With the first molecule now in the clinic, Samus is intent on moving quickly into AD, which is "increasingly the real focus" of the company, he added, though he declined to cite a timetable to top-line findings for either program.
Lewis also was tight-lipped on the nuts and bolts of the small company. The "vertically integrated team" is supplemented with a group of "extremely knowledgeable and deeply experienced" academics who serve as advisors in oncology or neurodegenerative disease. Dick Bagley, president and chief financial officer, also joined Samus in 2016 from Ziopharm, where he held the same roles following a long career in biotech and big pharma that saw him named a founding director of the Biotechnology Industry Organization, or BIO. Barbara Wallner, chief scientific officer, was chief technology officer and senior vice president of technology operations at Ziopharm after beginning her career at Biogen Inc., where she invented the psoriasis biologic Amevive, and subsequently serving in a variety of capacities at other biopharmas.

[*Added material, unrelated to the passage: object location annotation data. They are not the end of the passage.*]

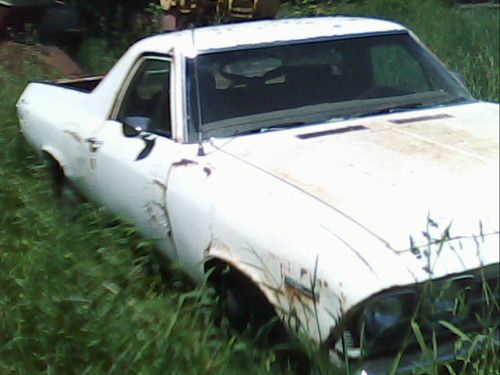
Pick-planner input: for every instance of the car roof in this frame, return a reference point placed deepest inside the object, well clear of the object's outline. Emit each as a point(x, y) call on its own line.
point(230, 36)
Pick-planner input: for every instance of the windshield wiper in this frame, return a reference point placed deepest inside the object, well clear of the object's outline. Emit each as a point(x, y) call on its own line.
point(458, 99)
point(265, 129)
point(389, 109)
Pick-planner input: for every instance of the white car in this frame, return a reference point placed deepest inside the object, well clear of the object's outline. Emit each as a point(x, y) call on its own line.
point(333, 165)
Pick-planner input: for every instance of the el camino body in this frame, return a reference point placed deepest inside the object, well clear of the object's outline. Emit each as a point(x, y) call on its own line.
point(332, 207)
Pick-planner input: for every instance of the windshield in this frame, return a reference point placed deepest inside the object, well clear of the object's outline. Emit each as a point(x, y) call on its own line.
point(261, 89)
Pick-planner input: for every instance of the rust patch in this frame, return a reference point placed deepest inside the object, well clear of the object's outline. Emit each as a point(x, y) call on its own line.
point(421, 118)
point(183, 163)
point(295, 289)
point(74, 135)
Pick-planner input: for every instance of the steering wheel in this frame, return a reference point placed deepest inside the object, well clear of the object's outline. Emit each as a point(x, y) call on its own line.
point(238, 79)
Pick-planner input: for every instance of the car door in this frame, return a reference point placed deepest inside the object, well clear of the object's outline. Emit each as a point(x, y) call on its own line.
point(131, 154)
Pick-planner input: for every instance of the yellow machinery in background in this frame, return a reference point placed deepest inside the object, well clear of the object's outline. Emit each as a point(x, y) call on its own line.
point(180, 14)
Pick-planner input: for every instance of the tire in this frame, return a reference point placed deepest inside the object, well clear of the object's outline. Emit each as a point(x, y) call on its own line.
point(65, 194)
point(246, 307)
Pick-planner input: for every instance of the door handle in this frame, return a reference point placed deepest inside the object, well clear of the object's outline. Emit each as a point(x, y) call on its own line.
point(94, 143)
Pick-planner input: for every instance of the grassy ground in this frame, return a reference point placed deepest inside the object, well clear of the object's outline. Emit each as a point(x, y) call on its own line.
point(82, 296)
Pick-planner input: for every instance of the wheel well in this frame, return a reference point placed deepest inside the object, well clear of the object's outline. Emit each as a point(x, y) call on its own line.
point(222, 275)
point(55, 169)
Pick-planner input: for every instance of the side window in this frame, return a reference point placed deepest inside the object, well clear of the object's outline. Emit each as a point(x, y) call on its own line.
point(146, 103)
point(394, 68)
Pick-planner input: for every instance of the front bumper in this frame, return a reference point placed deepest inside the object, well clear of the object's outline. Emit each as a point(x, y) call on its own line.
point(410, 362)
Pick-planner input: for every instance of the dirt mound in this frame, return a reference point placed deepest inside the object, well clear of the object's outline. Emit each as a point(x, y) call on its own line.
point(14, 56)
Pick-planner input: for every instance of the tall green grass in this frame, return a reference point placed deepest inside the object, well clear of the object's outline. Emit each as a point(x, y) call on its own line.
point(85, 296)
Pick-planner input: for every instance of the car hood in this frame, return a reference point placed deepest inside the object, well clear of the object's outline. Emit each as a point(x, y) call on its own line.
point(398, 176)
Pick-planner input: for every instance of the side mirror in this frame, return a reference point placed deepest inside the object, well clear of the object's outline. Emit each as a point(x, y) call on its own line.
point(135, 125)
point(460, 77)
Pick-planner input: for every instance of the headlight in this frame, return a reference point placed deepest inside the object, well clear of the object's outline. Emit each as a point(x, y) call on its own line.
point(447, 300)
point(384, 314)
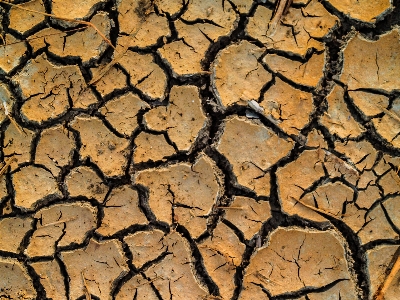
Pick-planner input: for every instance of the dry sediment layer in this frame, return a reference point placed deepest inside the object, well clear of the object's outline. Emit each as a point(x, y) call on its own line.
point(205, 155)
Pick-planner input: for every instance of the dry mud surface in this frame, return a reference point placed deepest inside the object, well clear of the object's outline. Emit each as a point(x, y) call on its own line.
point(207, 154)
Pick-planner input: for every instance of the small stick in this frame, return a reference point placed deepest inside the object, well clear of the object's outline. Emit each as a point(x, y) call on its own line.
point(389, 279)
point(89, 24)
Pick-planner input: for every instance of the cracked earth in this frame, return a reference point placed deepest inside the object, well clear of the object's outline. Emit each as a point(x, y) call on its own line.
point(192, 149)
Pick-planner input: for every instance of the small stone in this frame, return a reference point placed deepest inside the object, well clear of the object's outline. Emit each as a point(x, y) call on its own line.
point(183, 118)
point(104, 148)
point(12, 232)
point(84, 182)
point(51, 279)
point(122, 112)
point(121, 204)
point(151, 147)
point(55, 149)
point(95, 267)
point(15, 282)
point(32, 185)
point(146, 246)
point(237, 75)
point(248, 215)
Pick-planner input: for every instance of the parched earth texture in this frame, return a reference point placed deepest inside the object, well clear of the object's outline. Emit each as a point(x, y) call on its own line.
point(197, 149)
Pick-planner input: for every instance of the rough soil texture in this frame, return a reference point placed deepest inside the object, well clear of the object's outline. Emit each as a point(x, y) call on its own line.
point(210, 153)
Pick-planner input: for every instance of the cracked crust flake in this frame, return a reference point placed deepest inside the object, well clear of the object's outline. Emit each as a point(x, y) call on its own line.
point(238, 75)
point(183, 193)
point(252, 149)
point(183, 118)
point(317, 258)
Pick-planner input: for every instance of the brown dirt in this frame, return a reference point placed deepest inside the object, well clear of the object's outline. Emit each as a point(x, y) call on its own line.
point(207, 154)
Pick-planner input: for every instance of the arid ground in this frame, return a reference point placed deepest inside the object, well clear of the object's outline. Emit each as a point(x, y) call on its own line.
point(200, 149)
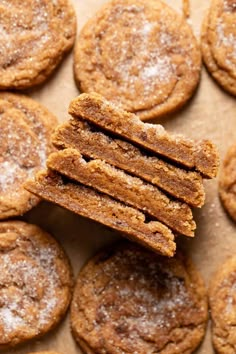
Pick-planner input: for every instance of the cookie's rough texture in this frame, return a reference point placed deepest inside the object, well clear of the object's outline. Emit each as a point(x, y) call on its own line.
point(227, 182)
point(34, 37)
point(124, 187)
point(45, 353)
point(140, 54)
point(96, 144)
point(138, 303)
point(202, 155)
point(35, 283)
point(101, 208)
point(25, 130)
point(219, 43)
point(223, 307)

Samus – the company's name harkens to the Someș, a river in eastern Europe, and also alludes to the female protagonist of a Japanese science fiction game – expects to grow over the next year "in a limited and focused way" as its candidates advance through the clinic, Lewis said. The closely held company is entirely financed by an undisclosed group of private investors that has committed to fund the ongoing and planned studies in cancer and AD.
For now, Samus is content to take a deliberate, step-by-step approach to advance its assets rather than looking at the end game, according to Lewis. He acknowledged, however, that the company has enjoyed inbound interest and entertained "very early" meetings with several pharma companies, where discussions continue.
"We're focused on doing this ourselves to get to the next level," he told BioWorld. The company has faith in its approach to PU-H71 in cancer and even greater confidence to accelerate PU-AD.
"The Alzheimer's field, in general, is evolving significantly now," Lewis said. He cited "the big shift" by regulators in developing guidance for biomarker-driven studies to address an indication littered with drug development failures – the latest reported just this week. (See BioWorld, June 13, 2018.)
"There's a big shift in terms of trying to gain accelerated approval with a biomarker definition," he said. At the same time, the medical community is in the process of redefining the disease based on a more rigorous molecular definition.
"We have a novel target that we think is highly biologically relevant, based on an enormous body of scientific data," Lewis said. "We're trying hard to take that relevant science into a well-defined population where we have a potential biomarker that we think is relevant and take a very step-by-step approach to clinical trials. We do recognize this is an enormously difficult field, but we're using approaches that were successful in the world of cancer and in the world of HIV and AIDS and letting the data help us to answer these questions in a step-by-step way."